Using the Historical Thesaurus of English as a dataset, which dates back nearly 1,000 years to the period of Old English, researchers at the University of California, Berkeley, Lehigh University and the University of Toronto have developed an algorithm to demonstrate how words evolve.
“If you look at the history of a word, meanings of that word tend to shift or extend over time,” says Yang Xu, an assistant professor in the department of computer science and University College’s cognitive science program. “The question is: Why is this happening? How is it happening? And whether there are computational algorithms we can leverage to make predictions about the historical development of word meanings.”
The researchers published their findings on Feb. 19 in the Proceedings of the National Academy of Sciences (PNAS).
As Xu explains, the word “face” was used to reference a body part. It then extended to include senses of facial expressions, such as “smiley face” or “funny face”. Later, the meaning covers novel senses such as the surface of an object, “face of a table” or “face of a cube”. But it doesn’t end there. “Face” can be used in remote context, such as “face danger” or “face risks” – resulting in a web or network of meanings.
“The [algorithm’s] prediction is that a word should connect closely to related meanings in the space available – similar to finding nearest neighbours in semantic space – resulting in a chain that efficiently links novel meanings to the existing meanings of a word.”
Interested in publicly funded research in Canada? Learn more at U of T’s #supportthereport advocacy campaign
“[What] we didn't know from the past, is how this chaining process can be implemented computationally and tested at a broad scale.”
Xu says an ongoing study will explore the basis of chaining across a diverse array of languages, to see whether it can explain some recurring patterns, like why do many languages use the same word to describe “fire” and “flame”, and to leverage current digital resources to predict word usage over time. The work could have further implications in the area of natural language processing, training computers to understand novel word usage accurately.
“A potential research direction is the machine interpretation of novel word usages such as those in non-literal expressions,” says Xu. “If I say 'grasp’ I can refer to ‘grasping an object’ versus ‘grasping an idea’. Humans understand this usage fairly quickly, even though it appears novel. Understanding these phenomena would require the development of computational tools that would go beyond the algorithms of chaining.”
U of T’s undergraduate cognitive science program, sponsored by University College, merges cross-disciplinary studies in computer science, linguistics, philosophy, psychology and neuroscience, and challenges students on questions of the human mind and its application to machines. Xu, whose earlier graduate work looked at machine learning applications in cognitive neuroscience, is the first joint research appointment, strengthening ties between computer and cognitive sciences.

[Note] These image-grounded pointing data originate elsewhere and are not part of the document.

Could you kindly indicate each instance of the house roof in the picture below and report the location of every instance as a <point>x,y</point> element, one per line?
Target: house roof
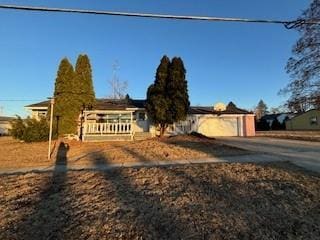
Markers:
<point>302,113</point>
<point>230,109</point>
<point>5,119</point>
<point>122,104</point>
<point>119,104</point>
<point>39,104</point>
<point>104,104</point>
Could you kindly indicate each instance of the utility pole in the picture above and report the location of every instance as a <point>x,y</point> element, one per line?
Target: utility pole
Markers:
<point>51,121</point>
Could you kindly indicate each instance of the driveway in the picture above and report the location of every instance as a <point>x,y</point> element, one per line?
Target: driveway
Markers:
<point>302,153</point>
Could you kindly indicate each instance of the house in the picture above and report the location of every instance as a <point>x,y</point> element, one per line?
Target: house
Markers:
<point>127,120</point>
<point>5,125</point>
<point>281,117</point>
<point>309,120</point>
<point>219,120</point>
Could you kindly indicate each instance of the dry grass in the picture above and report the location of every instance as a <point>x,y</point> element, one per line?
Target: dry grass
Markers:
<point>15,154</point>
<point>205,201</point>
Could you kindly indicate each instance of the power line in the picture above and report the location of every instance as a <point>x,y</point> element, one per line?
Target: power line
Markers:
<point>288,24</point>
<point>20,100</point>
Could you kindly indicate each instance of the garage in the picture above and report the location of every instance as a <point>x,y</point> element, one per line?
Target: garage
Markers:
<point>218,126</point>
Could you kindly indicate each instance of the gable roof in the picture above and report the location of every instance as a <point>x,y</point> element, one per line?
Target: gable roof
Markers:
<point>230,109</point>
<point>119,104</point>
<point>103,104</point>
<point>39,104</point>
<point>6,119</point>
<point>123,104</point>
<point>302,113</point>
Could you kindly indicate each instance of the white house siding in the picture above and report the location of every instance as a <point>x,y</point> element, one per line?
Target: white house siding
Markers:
<point>213,125</point>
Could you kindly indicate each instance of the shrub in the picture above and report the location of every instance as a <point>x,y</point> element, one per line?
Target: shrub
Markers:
<point>276,125</point>
<point>30,130</point>
<point>18,128</point>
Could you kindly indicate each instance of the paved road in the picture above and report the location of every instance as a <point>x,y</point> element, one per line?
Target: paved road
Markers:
<point>302,153</point>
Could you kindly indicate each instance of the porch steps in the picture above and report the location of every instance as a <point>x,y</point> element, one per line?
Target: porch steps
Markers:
<point>142,135</point>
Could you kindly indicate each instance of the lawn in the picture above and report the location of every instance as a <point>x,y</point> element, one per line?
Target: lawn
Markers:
<point>200,201</point>
<point>15,154</point>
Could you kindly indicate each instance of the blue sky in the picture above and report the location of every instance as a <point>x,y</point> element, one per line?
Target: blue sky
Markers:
<point>225,61</point>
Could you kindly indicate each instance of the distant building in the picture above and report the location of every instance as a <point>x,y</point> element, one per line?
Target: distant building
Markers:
<point>281,117</point>
<point>5,125</point>
<point>309,120</point>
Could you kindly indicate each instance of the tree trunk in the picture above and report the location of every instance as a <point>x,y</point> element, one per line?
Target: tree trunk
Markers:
<point>163,128</point>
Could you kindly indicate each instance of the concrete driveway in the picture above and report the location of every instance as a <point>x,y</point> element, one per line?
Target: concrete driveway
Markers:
<point>302,153</point>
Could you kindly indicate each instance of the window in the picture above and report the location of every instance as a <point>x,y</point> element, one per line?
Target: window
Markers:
<point>313,120</point>
<point>141,116</point>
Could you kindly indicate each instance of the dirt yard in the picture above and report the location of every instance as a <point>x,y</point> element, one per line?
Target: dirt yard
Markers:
<point>15,154</point>
<point>201,201</point>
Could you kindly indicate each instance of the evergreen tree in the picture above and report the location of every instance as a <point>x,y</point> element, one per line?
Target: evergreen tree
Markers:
<point>262,125</point>
<point>158,102</point>
<point>167,97</point>
<point>65,111</point>
<point>83,83</point>
<point>177,90</point>
<point>261,109</point>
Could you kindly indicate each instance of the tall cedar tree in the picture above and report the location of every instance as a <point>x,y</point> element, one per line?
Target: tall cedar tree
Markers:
<point>158,102</point>
<point>303,66</point>
<point>83,83</point>
<point>261,109</point>
<point>65,112</point>
<point>177,90</point>
<point>167,97</point>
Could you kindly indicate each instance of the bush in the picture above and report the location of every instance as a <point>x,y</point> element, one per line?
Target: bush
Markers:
<point>262,125</point>
<point>276,125</point>
<point>30,130</point>
<point>18,128</point>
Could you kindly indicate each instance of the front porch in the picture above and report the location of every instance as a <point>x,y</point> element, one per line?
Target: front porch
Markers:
<point>112,125</point>
<point>107,125</point>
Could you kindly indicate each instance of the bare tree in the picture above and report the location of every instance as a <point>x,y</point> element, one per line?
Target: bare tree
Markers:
<point>304,65</point>
<point>118,88</point>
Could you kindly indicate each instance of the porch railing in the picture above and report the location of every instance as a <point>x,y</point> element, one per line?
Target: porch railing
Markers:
<point>107,128</point>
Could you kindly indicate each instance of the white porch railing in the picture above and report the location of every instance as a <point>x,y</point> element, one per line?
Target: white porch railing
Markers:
<point>107,128</point>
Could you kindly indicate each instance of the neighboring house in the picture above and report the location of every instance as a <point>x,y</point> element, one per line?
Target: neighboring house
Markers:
<point>38,110</point>
<point>282,117</point>
<point>126,120</point>
<point>5,125</point>
<point>309,120</point>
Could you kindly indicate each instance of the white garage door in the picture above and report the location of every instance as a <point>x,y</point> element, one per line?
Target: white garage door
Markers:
<point>218,126</point>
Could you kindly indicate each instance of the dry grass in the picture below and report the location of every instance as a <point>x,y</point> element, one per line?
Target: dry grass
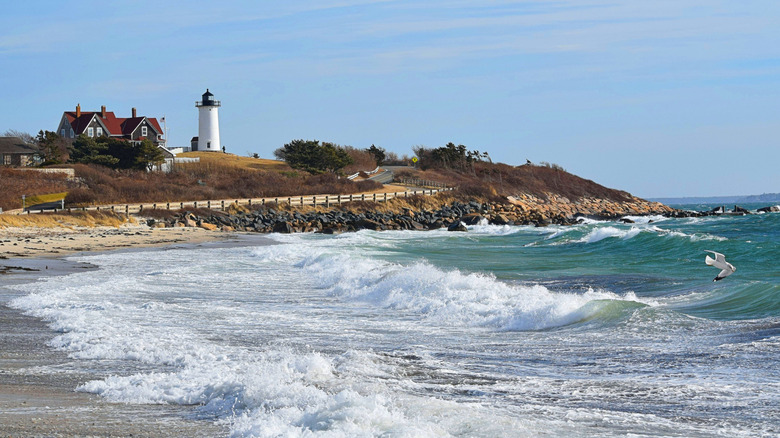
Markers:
<point>59,220</point>
<point>496,181</point>
<point>15,183</point>
<point>237,161</point>
<point>197,181</point>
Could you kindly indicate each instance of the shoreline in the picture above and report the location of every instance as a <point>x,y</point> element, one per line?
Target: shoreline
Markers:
<point>34,402</point>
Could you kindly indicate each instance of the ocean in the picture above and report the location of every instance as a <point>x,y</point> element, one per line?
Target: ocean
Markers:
<point>598,329</point>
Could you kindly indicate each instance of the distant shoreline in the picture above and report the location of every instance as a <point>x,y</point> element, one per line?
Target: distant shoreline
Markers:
<point>740,199</point>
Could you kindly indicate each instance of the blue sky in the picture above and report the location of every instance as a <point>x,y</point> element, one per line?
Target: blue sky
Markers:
<point>659,98</point>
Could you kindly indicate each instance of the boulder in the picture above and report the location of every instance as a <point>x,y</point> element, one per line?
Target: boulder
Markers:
<point>368,224</point>
<point>207,226</point>
<point>471,219</point>
<point>283,227</point>
<point>457,226</point>
<point>499,219</point>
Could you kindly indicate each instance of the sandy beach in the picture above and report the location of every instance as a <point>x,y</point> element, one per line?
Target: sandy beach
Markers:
<point>54,242</point>
<point>36,403</point>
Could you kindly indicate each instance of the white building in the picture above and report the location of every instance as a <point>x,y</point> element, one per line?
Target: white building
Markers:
<point>208,124</point>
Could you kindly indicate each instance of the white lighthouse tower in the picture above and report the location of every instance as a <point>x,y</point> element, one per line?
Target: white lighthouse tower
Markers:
<point>208,123</point>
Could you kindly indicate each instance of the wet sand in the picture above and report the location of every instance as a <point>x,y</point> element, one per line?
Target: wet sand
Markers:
<point>53,242</point>
<point>37,383</point>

He joins core faculty Ana Pérez-Leroux, professor of Spanish and linguistics and the program’s director; John Vervaeke, a lecturer in the department of psychology, and Assistant Professor James John of the department of philosophy. Xu plans to teach a course on data science in the cognitive sciences.
Future research questions for Xu include how children learn language.
“I'm curious about the parallels between historical language change and child language acquisition,” says Xu. “For example, a child might use ‘bus’ to refer to a lot of things that move on the road, so I can imagine some sort of chaining mechanism going on there.”
“Whether that's necessarily the same as chaining observed in historical language change, we don't know. But I think it opens up new questions that we can explore.”